Thalassemia is a genetic disorder which affects the blood in a person. This disorder causes the body to procedure an abnormal kind of hemoglobin (oxygen-carrying protein) in the red blood cells. This results in a large number of red blood cells getting destroyed which can lead to anemia.
Thalassemia treatment varies in methods and approach, mainly, according to the type of thalassemia you have as well as its severity.
Types of Thalassemia
The main factor for determining the type of thalassemia is the type of hemoglobin protein that is affected. The hemoglobin in the red blood cells is made of two proteins:
- Alpha globin
- Beta globin
The ‘Alpha thalassemia’ develops when the genes related to the alpha globin protein get mutated (changed) or are missing altogether. This type of thalassemia is generally seen in people southeast Asia, China, Middle East and those of African origin. Alpha thalassemia is also subdivided into ‘thalassemia major’ and ‘thalassemia minor’.
The ‘Beta thalassemia’ occurs when genes related to the production of the beta globin protein are affected. This type of thalassemia is mostly seen in people of Mediterranean origin and less seen in people of Chinese, other Asians and African American origin. This type of thalassemia is also subdivided into ‘thalassemia major’ and ‘thalassemia minor’.
Causes of Thalassemia
Thalassemia is basically a genetic disorder and scientists have identified the type of gene which gets affected and results in thalassemia.
Thalassemia major is caused when you inherit the gene defect from both parents while thalassemia minor is caused when you receive the defective gene from one of the parents. People affected with this form of thalassemia are generally carriers for this disease as well and might not show any significant symptoms.
Signs and Symptoms of Thalassemia
The most serious form of alpha thalassemia major causes stillbirth in which the unborn baby dies durin the birth or earlier, during pregnancy.
Children who are born with thalassemia major (Cooley’s anemia) appear normal at birth but are seen developing severe anemia during their first year after birth.
Other commonly seen symptoms include:
- Facial bone deformities
- Growth abnormalities
- Shortness of breath
- Jaundice (yellow skin)
In case you notice any of the symptoms it is advisable to seek the counsel of an experienced doctor/physician. The doctor will usually perform a physical examination for looking for an enlarged spleen. A blood sample may also be taken for pathological testing in the laboratory. This test will check for:
- Abnormally-shaped and smaller-than-normal sized red blood cells
- A complete blood count (CBC) to determine the presence of anemia
- Alpha thalassemia using a test called ‘mutational analysis’
The treatment for thalassemia depends mainly on the type you develop and its severity.
Mild Thalassemia – This type of thalassemia minor usually presents mild symptoms and requires little, if any, treatment at all. At rare times you might also require a blood transfusion mainly after a surgery, childbirth or to help in managing the various thalassemia complications.
Certain people with beta thalassemia may also need this treatment for iron overload. This is because most people with beta thalassemia have increased rate of absorption of iron which leads to excessive amounts of iron being produced in the body.
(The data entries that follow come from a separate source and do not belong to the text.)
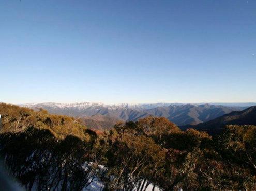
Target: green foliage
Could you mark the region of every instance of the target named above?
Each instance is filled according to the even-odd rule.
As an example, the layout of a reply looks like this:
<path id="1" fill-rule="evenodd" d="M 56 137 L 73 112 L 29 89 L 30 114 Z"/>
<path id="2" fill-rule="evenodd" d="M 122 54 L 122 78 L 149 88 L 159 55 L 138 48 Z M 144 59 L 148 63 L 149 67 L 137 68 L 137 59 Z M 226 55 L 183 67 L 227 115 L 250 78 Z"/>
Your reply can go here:
<path id="1" fill-rule="evenodd" d="M 2 103 L 0 114 L 0 154 L 27 190 L 82 190 L 96 178 L 105 190 L 256 189 L 256 126 L 212 138 L 149 117 L 99 134 L 41 109 Z"/>

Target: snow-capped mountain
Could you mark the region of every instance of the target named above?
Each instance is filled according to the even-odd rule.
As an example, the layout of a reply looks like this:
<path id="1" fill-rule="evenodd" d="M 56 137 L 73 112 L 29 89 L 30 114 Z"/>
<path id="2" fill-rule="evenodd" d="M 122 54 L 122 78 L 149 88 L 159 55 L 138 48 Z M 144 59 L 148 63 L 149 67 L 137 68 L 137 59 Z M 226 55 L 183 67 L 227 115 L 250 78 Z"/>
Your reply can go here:
<path id="1" fill-rule="evenodd" d="M 244 109 L 209 104 L 170 103 L 106 105 L 87 102 L 73 103 L 48 102 L 20 106 L 34 110 L 41 108 L 52 114 L 80 117 L 102 115 L 125 121 L 136 121 L 153 115 L 166 117 L 178 125 L 196 125 L 232 111 Z"/>

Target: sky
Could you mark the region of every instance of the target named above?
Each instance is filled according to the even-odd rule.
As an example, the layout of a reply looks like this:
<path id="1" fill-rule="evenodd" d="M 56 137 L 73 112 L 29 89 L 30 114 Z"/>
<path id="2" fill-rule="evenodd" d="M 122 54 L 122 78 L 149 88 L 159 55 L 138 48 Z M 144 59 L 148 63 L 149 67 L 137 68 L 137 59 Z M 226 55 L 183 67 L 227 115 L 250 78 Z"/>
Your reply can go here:
<path id="1" fill-rule="evenodd" d="M 0 102 L 255 102 L 255 55 L 254 0 L 0 1 Z"/>

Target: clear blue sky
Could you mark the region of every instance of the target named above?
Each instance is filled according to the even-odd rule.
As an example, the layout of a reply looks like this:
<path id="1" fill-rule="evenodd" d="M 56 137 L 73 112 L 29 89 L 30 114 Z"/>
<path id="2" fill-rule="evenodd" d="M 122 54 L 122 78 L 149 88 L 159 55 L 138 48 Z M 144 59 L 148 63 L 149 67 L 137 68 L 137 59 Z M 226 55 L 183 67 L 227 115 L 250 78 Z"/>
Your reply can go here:
<path id="1" fill-rule="evenodd" d="M 256 101 L 256 1 L 2 0 L 0 73 L 8 103 Z"/>

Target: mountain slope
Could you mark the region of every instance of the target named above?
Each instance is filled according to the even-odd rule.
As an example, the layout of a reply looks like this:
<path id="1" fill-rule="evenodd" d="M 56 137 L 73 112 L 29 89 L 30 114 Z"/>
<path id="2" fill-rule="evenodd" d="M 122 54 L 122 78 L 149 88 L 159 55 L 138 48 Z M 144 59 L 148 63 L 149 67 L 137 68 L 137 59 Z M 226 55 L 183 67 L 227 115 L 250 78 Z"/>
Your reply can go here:
<path id="1" fill-rule="evenodd" d="M 153 115 L 166 117 L 178 125 L 197 125 L 242 108 L 209 104 L 165 103 L 137 105 L 123 103 L 113 105 L 89 102 L 71 104 L 44 103 L 22 106 L 34 110 L 42 108 L 52 114 L 78 116 L 80 118 L 86 117 L 86 121 L 89 124 L 98 124 L 97 129 L 100 129 L 101 125 L 96 121 L 97 120 L 94 117 L 89 119 L 87 117 L 100 115 L 124 121 L 137 121 L 140 118 Z M 113 120 L 113 121 L 115 121 L 115 119 Z M 93 126 L 95 126 L 94 125 Z"/>
<path id="2" fill-rule="evenodd" d="M 207 121 L 234 111 L 232 108 L 209 104 L 171 105 L 147 110 L 148 113 L 164 117 L 178 125 L 196 125 Z"/>
<path id="3" fill-rule="evenodd" d="M 227 125 L 256 125 L 256 106 L 240 111 L 233 111 L 208 122 L 195 126 L 180 126 L 180 128 L 182 130 L 192 128 L 214 134 L 219 133 Z"/>
<path id="4" fill-rule="evenodd" d="M 118 122 L 123 122 L 118 118 L 102 115 L 99 114 L 92 116 L 82 117 L 81 123 L 91 129 L 103 131 L 112 128 Z"/>

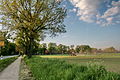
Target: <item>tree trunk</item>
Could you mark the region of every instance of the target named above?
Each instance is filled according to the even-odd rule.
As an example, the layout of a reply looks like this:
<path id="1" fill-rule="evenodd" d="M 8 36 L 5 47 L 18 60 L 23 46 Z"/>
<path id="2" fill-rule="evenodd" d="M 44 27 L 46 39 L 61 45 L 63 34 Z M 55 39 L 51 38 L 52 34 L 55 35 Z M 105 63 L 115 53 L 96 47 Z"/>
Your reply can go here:
<path id="1" fill-rule="evenodd" d="M 34 39 L 33 39 L 33 38 L 30 38 L 29 48 L 28 48 L 28 53 L 27 53 L 28 58 L 31 58 L 31 57 L 32 57 L 33 42 L 34 42 Z"/>

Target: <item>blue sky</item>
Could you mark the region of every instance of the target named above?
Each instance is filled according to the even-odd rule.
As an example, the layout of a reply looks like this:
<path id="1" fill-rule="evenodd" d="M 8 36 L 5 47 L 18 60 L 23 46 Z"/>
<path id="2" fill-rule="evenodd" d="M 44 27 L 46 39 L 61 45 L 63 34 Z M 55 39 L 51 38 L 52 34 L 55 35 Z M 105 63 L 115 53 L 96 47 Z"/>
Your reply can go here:
<path id="1" fill-rule="evenodd" d="M 92 2 L 91 4 L 89 4 Z M 41 43 L 90 45 L 120 50 L 120 0 L 64 0 L 67 33 Z"/>

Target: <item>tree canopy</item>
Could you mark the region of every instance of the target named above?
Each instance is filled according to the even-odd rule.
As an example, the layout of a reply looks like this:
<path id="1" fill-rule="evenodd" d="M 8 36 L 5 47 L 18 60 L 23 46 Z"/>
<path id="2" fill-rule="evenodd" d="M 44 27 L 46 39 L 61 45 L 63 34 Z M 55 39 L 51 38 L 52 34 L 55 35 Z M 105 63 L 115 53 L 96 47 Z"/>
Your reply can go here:
<path id="1" fill-rule="evenodd" d="M 1 0 L 1 24 L 15 33 L 15 39 L 31 55 L 34 43 L 46 34 L 64 33 L 66 9 L 57 0 Z"/>

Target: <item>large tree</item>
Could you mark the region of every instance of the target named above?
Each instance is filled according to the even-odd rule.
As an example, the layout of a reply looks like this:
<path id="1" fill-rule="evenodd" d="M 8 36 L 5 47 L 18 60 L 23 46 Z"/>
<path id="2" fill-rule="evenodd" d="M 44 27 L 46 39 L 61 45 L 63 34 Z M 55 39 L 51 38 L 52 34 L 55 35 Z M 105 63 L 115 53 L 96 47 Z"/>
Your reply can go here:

Moderate-Severe Thalassemia – The treatment for moderate to severe forms of thalassemia may include:
- Frequent blood transfusions – Many severe forms of thalassemia often require frequent blood transfusions, mostly on a weekly basis. With the passage of time the blood transfusions cause an increase in the level of iron in the body which could lead to the heart, liver and other organs getting damaged. Medications are provided to help your body get rid of the excess iron.
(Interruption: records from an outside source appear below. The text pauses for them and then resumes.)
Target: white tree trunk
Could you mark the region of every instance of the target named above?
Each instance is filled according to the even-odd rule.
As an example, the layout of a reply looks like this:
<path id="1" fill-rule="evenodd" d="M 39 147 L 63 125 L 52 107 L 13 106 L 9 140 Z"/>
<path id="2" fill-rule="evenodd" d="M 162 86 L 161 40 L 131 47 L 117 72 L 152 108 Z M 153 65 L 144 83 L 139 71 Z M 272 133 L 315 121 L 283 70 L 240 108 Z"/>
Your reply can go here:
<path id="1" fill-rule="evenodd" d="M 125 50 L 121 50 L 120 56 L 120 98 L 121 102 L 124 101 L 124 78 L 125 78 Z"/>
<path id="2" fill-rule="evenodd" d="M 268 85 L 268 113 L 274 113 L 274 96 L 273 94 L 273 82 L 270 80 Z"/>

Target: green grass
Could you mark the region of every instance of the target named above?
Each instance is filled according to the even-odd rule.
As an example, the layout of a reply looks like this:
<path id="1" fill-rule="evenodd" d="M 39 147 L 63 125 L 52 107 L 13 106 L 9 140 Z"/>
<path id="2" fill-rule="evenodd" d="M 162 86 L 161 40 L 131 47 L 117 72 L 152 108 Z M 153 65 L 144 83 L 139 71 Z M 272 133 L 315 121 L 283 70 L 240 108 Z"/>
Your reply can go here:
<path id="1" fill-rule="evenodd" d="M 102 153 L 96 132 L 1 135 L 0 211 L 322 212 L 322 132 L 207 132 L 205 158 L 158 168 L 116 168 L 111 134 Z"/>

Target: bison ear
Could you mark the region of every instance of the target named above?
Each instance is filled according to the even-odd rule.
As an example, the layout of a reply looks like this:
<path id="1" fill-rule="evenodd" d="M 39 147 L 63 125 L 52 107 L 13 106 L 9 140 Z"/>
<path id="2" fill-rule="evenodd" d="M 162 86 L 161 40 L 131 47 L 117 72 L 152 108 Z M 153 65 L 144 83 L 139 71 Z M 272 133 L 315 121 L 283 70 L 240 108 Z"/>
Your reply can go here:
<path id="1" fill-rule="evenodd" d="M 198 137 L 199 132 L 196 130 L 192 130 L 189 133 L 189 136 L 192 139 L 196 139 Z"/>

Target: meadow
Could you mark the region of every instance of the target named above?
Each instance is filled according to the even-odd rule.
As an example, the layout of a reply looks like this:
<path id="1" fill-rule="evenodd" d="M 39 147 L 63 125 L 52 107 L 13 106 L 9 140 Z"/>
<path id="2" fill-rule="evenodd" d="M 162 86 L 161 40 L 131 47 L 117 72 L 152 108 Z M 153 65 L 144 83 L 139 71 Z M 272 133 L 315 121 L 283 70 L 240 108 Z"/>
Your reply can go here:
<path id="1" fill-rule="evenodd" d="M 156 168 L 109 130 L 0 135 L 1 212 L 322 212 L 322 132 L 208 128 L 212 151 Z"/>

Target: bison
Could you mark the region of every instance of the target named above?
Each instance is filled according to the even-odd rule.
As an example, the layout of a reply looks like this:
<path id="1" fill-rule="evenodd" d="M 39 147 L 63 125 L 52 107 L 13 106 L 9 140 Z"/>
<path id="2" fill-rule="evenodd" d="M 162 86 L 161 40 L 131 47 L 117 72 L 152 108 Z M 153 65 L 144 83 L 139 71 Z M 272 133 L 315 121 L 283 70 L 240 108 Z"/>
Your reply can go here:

- Stem Cell Transplant – This treatment method is also known as ‘bone marrow transplant’ and is useful in treating the most severe forms of thalassemia in chosen cases. Before the stem cell transplant therapy, you will receive very high doses of drugs, or radiation, to destroy the affected bone marrow. Later, you will receive infusions of stem cells from a compatible donor (allogenic transplant). This is a slightly risky procedure and is reserved exclusively for those patients affected with very severe thalassemia and has a compatible donor available, usually an immediate family member.
Thalassemia treatments come in many forms and mainly depend on the type of thalassemia and its severity. Thalassemia is a treatable, and even curable, form of medical disorder if it gets appropriate medical care at the right time.